ONCE GLORIFIED AS THE FOURTH ESTATE, the Press is facing a crisis of identity and a struggle for existence today. The electronic media with their greater impact, have changed the context, threaten newspapers’ existence and force the printed word to compete. with images.
The issue was brought into focus again when the Daily Mail, a popular British tabloid putting on the front page a report on the March 27 meeting between UK Prime Minister Theresa May and Nicola Sturgeon, the First Minister of Scotland, reducing it to a comparison of their bodies.
“Never mind Brexit, who won Legs-it!” the tabloid’s cover on Tuesday blared. The article dealt more with the two women’s stance than with issued.
The meeting on Monday discussed whether Britain exiting the European Union (Brexit) has given a boost to Scotland’s Independence.movement. The move to leave the United Kingdom, which Scotland had joined in 1707, has been growing in recent times and Brexit seems to have precipitated the matter.
Ignoring such important issues, Sarah Vine, the author of the article, wrote,“but what stands out here are the legs – and the vast expanse on show.” Started in 1896, the Daily Mail is a Conservative daily and the main competitor of Rupert Murdoch’s Sun. Ms. Vine is the wife of Michael Gove, a politician of UK who campaigned for Brexit.
By Tuesday afternoon, a complaint had been filed with the press regulator of Britain. On social media and elsewhere several people protested against the daily’s sexist report.
Many, if not most, of those protesting against the blatantly sexist story are from Labour Party while the Daily Mail and the author are Conservatives. On he other hand, when a BJP leader said Priyanka Gandhi’s beauty will not get Congress votes in Uttar Pradesh (and it did not), all the protests came from the Opposition. Though only her beauty was referred to it was subbed a sexist remark.
Having Studied in a school of journalism and later teaching it for a decade, I see a reversal in he profession’s priorities — “to inform, educate and entertain” – in that order. Entertainment now takes the first place. Now the media have changed again. ‘Titillation’ is the new first priority in place of entertainment .
The Karnataka Assembly recently saw several MLAs, cutting across party lines, attack the media for being highly irresponsible, having scant regard for truth and being partisan.
There was a similar uproar in Kerala with the Transport Minister of the state resigning after a new channel repeatedly broadcast vulgar sexy ‘telephone talk’ he allegedly had with a woman, without any proof that it was not consensual.
Many journalists, on social media like Facebook, admitted the attack by Karnataka MLAs was justified and that the media have been straying from the path of righteousness even while pretending to be the epitomes of virtue. They, however, felt that the main role of media as advocates of public causes and defenders of democracy should not be forgotten.
Indian newspapers today are full of opinionated, biased reports with the facts convenient to those supported by their proprietors played up and the inconvenient ones suppressed. The media owners take sides in return for favours and ‘paid news’ is not uncommon. Some pressmen use their proximity to power to make a fast buck by suppressing news or slanting it to suit their benefactors..
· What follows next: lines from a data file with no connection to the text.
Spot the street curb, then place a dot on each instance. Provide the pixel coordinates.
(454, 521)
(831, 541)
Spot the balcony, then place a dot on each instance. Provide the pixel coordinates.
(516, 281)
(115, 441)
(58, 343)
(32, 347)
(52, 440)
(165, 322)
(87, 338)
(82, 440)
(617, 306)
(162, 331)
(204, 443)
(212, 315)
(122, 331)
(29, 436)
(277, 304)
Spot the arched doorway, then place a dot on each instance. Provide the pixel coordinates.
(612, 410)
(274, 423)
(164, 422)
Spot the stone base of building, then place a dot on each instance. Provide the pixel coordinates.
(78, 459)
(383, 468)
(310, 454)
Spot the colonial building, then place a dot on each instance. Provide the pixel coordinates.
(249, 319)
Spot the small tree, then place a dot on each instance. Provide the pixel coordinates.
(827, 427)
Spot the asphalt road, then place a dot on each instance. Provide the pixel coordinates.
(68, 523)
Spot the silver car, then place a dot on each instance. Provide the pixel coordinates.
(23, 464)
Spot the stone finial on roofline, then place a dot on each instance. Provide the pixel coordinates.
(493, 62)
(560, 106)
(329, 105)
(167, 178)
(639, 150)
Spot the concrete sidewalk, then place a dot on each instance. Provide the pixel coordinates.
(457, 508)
Hype over silly issues (see Feb.13 post ‘Our Blind, Frivolous Media‘) and obviously planted stories get a big play up and not the silent work of many unsung heroes. Journalists do not discuss basic issues of journalistic ethics and shun books on serious aspects of journalism. Their groups content themselves with circulating jokes.
This in a country where journals were once a part of the nation’s freedom movement and most early journalists were idealists. Newspapers now are fast losing circulation, advertisements … and credibility. Twitter, WhatsApp, Facebook and other social media are making them, and even TV news, irrelevant.
Sexism, sensationalism, populism, hype… may be the new faces of tomorrow’s media? Or death pangs of a dying profession?
Quite true, sir… The watchword for a news ‘reporter’ should be to report..Meaning.. giving unbiased information to the readers… Then he/she may educate by giving his opinion… But unfortunately.. as u said… The media is selling only what is ‘saleable’ even if it may be poisonous..
Trained in a journalism school which thought even calling someone ‘old’ is biased I’m shocked at the amount of opinion passed off as news. A bit of entertainment to make news interesting may be ok, but titillating is too much.